A mother's wail for her missing child pierced the morning silence in the Korean port of Paengmok yesterday as the Sewol ferry was raised from its watery grave, three years after sinking with the loss of more than 300 lives.
Most of the 304 victims of the Sewol ferry disaster on April 16, 2014, were teenage school children from the Danwon High School in Ansan, near the capital, Seoul. Many died after being told to wait in their cabins instead of evacuating. Nine bodies were never found.
"I really miss you, my son.
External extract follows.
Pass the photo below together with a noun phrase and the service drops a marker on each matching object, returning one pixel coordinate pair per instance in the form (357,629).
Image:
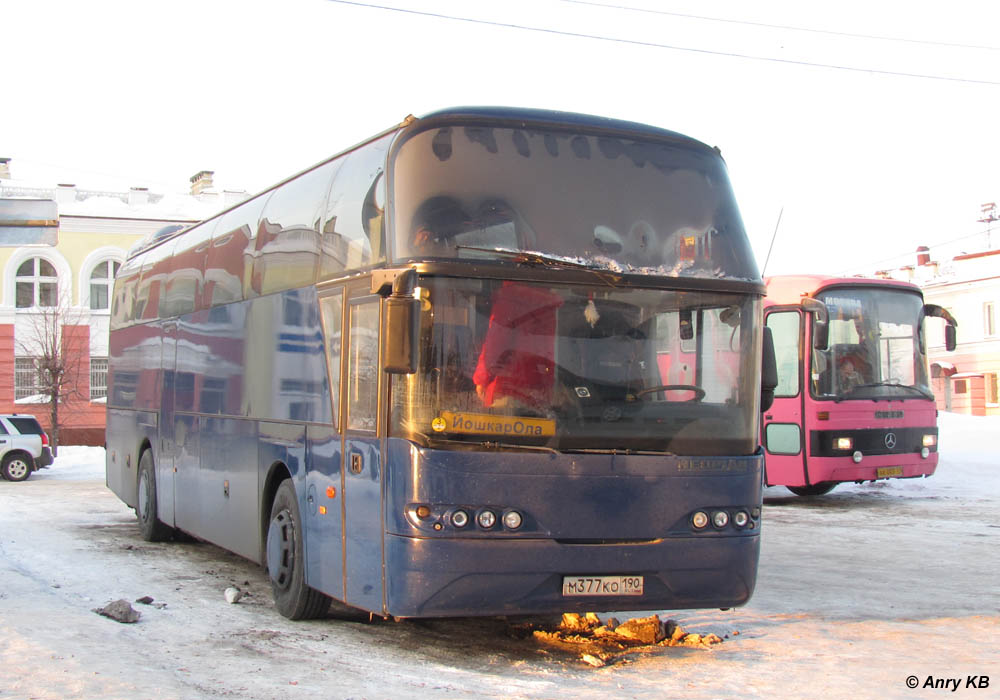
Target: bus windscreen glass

I hope he gets out of the freezing water and meets me here," the mother of Yang Seung-jin, a teacher, told the 'Korean Herald' as she wept on the island of Jindo, near where the ship went down.
Anxious families gathered on a boat to oversee the raising of the ship, while others watched from the top of a hill onshore.
The 145 metre-long ferry, trapped 40 metres under water for 1,073 days, began to break the surface seven hours after a Chinese consortium began to use two salvage barges to raise it in a $72m (€66.7m) operation.
Some onlookers broke down as the corroded Sewol emerged. "I shouted when I saw the ferry revealed above the water, thinking that my child can finally return home," said Lee Keum-hee, the mother of missing student victim Cho Eun-hwa.
The ferry will be moved onto a semi-submersible ship and should arrive at the Mokpo Port in the south of the Korean peninsula in two weeks. Officials hope to find the reason why it sank and recover the bodies.